Solar accelerated electrons travel as a distribution of velocities with faster ones outpacing the slower ones as the beam propagates away from the Sun. This outpacing creates an instability that is referred to as the bump-on-tail instability (Ginzburg and Zhelezniakov, 1958). This instability gives rise to a positive gradient in velocity space of the electron distribution function, making the background plasma susceptible to Langmuir waves’ growth above the thermal level. As the electron beam interacts resonantly with the plasma and loses energy to it (Fainberg, Evans, and Stone, 1972; Dulk et al., 1987; Malaspina, Cairns, and Ergun, 2011), the velocity gradient gradually attenuates and the appearance of a plateau is observed (Ginzburg and Zhelezniakov, 1958; Drummond and Pines, 1962; Vedenov, 1963).

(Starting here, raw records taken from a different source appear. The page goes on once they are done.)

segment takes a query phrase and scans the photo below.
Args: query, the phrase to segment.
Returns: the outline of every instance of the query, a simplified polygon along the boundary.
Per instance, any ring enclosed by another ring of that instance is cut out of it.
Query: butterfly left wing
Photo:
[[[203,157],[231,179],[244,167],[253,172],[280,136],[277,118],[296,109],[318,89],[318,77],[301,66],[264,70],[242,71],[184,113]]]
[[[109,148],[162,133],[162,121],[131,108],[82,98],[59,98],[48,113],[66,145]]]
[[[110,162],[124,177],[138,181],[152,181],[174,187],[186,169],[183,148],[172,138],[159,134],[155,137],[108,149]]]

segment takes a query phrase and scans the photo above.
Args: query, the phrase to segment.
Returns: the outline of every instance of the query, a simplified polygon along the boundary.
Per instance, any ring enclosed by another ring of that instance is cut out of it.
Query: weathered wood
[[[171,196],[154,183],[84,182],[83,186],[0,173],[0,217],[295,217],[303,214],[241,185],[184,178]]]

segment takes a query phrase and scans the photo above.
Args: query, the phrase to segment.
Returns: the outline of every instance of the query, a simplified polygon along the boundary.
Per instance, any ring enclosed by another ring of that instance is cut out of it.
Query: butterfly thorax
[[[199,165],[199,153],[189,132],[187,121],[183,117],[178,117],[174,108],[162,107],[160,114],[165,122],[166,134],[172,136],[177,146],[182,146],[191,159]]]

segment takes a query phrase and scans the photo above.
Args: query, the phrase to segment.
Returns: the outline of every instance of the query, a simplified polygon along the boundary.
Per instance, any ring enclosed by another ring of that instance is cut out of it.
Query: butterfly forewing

Energy lost by the beam to the plasma is then reabsorbed by the back of the beam (Kontar, 2001a,b), fueling its transport as a beam–plasma structure (Mel’nik, Lapshin, and Kontar, 1999; Sturrock and Coppi, 1964) through the solar corona and beyond into the solar wind and the interplanetary medium. The position of the bump in the electron velocity distribution determines what are the velocities of electrons that interact resonantly with the plasma and make Langmuir waves susceptible to growth.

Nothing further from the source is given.